The news here is that Russian arms and technicians are flooding into Lagos – how true this is I really don’t know. Because that USA has declared itself neutral, the federal government has taken this as support for “Biafra,” and there is a lot of anti-Americanism in the papers and on the radio. In fact, a USAID smallpox vaccination team working in Sokoto province has been accused of being spies for the Ibos. All pretty ridiculous, but it still gives me an uncomfortable feeling.
September 1, 1967
Kano airport is still closed. I’ve heard that fifteen more MiG jets are still to come in and be assembled. I’ve also heard that Russians are openly seen in Kano dressed in tunics with red stars. It would be kind of exciting if some came up to Sokoto. The Nigerian Air Force has started training at the Sokoto Airport with two small single-engine planes. They started flying over the town yesterday, making dives and low passes. I heard some of the people in town really panicked, thinking it was Johnny “Kamikaze” Brown and the famous Biafran B-26 making a bombing run over Sokoto. From the news it appears that the Federal Troops are regaining the offensive, at least slowly. Things are normal in Sokoto.
September 16, 1967
There was a new group of volunteers due to arrive in Nigeria last week. After being held up for two weeks in Amsterdam at the request of Yakubu Gowon, the Supreme Commander of the Federal Government, Peace Corps was asked to hold them another two weeks. Peace Corps refused and sent them packing back to the States. The fall training program was also cancelled, which means there will be no new volunteers for Nigeria for at least six months. The remaining British volunteers (GVSO’s) were pulled out of the country this week. There were three in Sokoto. The incoming Canadian volunteers (CVSO’s) were diverted to Ghana. This leaves ten PCV’s and three CVSO’s in Sokoto.

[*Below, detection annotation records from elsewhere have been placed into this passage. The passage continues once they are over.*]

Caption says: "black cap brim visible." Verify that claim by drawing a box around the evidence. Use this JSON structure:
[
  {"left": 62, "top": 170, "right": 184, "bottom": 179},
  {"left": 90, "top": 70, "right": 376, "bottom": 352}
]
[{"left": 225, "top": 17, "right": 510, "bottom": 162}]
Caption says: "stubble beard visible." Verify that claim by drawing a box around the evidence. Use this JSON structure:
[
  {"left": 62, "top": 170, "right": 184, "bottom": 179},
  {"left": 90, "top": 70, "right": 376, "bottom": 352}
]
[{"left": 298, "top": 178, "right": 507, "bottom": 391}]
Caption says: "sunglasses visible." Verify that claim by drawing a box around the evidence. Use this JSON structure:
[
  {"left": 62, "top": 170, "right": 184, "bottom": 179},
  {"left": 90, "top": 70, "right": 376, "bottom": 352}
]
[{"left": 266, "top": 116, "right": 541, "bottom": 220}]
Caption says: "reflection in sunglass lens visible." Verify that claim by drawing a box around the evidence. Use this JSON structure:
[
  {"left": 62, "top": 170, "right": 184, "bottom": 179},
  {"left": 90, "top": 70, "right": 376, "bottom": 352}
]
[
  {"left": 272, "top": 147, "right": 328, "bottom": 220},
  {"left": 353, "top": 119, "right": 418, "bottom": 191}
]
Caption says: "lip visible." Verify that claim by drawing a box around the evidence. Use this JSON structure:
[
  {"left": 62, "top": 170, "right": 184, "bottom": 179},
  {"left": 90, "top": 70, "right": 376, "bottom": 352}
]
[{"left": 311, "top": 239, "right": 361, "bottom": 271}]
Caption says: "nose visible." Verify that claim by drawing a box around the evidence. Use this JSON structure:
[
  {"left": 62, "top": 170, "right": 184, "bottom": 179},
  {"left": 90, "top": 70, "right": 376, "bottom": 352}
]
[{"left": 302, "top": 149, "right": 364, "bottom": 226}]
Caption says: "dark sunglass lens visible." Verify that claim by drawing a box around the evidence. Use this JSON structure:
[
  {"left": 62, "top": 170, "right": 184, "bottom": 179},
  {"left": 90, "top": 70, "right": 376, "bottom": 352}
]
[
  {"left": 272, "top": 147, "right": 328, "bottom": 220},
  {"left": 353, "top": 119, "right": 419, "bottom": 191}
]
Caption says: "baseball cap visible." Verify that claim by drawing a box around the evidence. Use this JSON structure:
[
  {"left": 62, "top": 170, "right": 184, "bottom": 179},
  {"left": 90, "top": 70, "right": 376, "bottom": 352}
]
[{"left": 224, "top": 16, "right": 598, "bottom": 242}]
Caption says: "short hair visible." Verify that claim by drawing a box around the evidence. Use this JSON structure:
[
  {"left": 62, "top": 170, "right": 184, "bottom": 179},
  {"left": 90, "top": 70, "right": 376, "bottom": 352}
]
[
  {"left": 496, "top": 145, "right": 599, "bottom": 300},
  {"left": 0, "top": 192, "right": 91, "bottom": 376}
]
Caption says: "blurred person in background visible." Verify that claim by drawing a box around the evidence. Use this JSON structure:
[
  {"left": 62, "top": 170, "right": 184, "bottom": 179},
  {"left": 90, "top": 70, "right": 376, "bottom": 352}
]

The latest news in the papers is that the US government is supporting the rebel regime in Biafra by sending American Negro mercenaries. This was reported by Tass. Since a good part of American Negroes are Eastern Nigerian in origin, it was a piece of very clever propaganda by the Soviets. The anti-Americanism has stopped in the papers, but only, I’ve heard, at the request of Gowon. I’ve also heard that the Federal Ministries in Lagos are still seething with anti-US sentiments.
Peace Corps is now lame duck in Nigeria. It may be the beginning of the end. All is quiet in Sokoto.
The war has been lost for the rebel Biafrans. With the fall of Benin City and the Mid-West Region, and last week, the capture of Enugu, the capital of Biafra, it’s only a matter of time before the rebellion collapses. Who knows, by the time you get this letter, the war may be all over. It’s hard to tell from Sokoto that there is still a war going on. Except for the roadblock about a mile down the road from school that is still up and the collection this week at school for the “Troop Comfort Fund,” everything is very normal. There is a steady supply of petrol coming in, and lorries are running regularly.
November 2, 1967
You know something? Of the thirteen teachers at our school, I’ve been at the school longer than all but two of them!! Yes, it’s true. There’s been that much turnover. It hardly makes for continuity, does it? By the time I leave, I may be “senior” on the staff.
January 3, 1968
It looks more and more like Peace Corps is being phased out in Nigeria. Peace Corps/Lagos won’t admit it, but it seems the Federal Military Government just doesn’t want Peace Corps anymore.
March 6, 1968
I made my plane reservation to leave Nigeria – the 28th of March from Kano.
Saturday, March 23, 1968
I’m leaving Sokoto on Monday morning. I’ve got a ride to Kaduna, where I have to pick up my money and ticket. I’m going to Kano from there. I should be in Europe by the evening of the 28th.
Well, that’s all from Sokoto. I’ll write from Europe.